No Rio Grande do Sul devastado pelas enchentes, observamos uma face sombria da humanidade, reminiscente do clássico “Ensaio sobre a Cegueira” de José Saramago. Nas circunstâncias atuais, emergem relatos de abusos sexuais em abrigos, saques a casas abandonadas e esquemas fraudulentos de arrecadação para os desabrigados. Paralelamente, a tragédia é explorada politicamente nas redes sociais, com comentários insensíveis que atribuem a catástrofe à escolha política dos cidadãos do estado. A crítica é da colunista Lygia Maria do jornal Folha de S. Paulo.
A resposta a essa desordem não é menos controversa. O governo federal instituiu um gabinete dedicado a combater as chamadas fake news e mobilizou a Polícia Federal para investigar comentários nas redes sociais que poderiam “abalariam a credibilidade do Estado”. No entanto, essa estratégia suscita preocupações sobre a liberdade de expressão, ecoando os tempos da Lei de Segurança Nacional, historicamente associada à censura.

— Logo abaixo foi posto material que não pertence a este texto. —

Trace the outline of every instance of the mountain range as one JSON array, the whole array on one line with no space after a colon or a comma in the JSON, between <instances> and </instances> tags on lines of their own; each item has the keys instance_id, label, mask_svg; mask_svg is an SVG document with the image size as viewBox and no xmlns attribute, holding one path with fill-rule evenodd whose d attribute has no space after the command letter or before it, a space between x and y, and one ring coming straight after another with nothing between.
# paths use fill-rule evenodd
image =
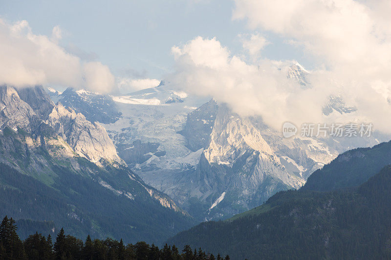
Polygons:
<instances>
[{"instance_id":1,"label":"mountain range","mask_svg":"<svg viewBox=\"0 0 391 260\"><path fill-rule=\"evenodd\" d=\"M299 87L311 87L310 72L298 63L282 73ZM54 233L61 225L77 237L126 242L162 242L306 181L303 190L313 180L322 190L319 169L344 160L339 154L390 139L376 132L284 138L260 117L242 117L211 97L189 95L163 81L116 95L3 86L0 108L0 185L7 198L0 213L32 221L32 229ZM354 117L356 111L336 93L323 113ZM348 186L353 175L333 185ZM45 194L51 200L42 200Z\"/></svg>"}]
</instances>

Além disso, muitas das postagens investigadas parecem ser simplesmente expressões de frustração com a gestão da crise ou elogios às iniciativas civis de resgate e suporte aos afetados. A tentativa de controlar críticas em momentos de crise pública reflete práticas típicas de regimes autoritários, como visto na China durante a pandemia de Covid-19 e na URSS após o desastre de Chernobyl.
Em uma democracia, a eficiência do governo é alimentada pela liberdade de apontar falhas e exigir responsabilidade. A mistura de informações precisas e desinformação é esperada em situações de desastre, mas a resposta não deve ser a repressão. O Estado brasileiro deve resistir a impulsos totalitários e, em vez de perseguir críticos, deveria engajar-se ativamente no debate público para esclarecer equívocos e fornecer informações corretas, garantindo assim uma governança transparente e responsiva em tempos de crise.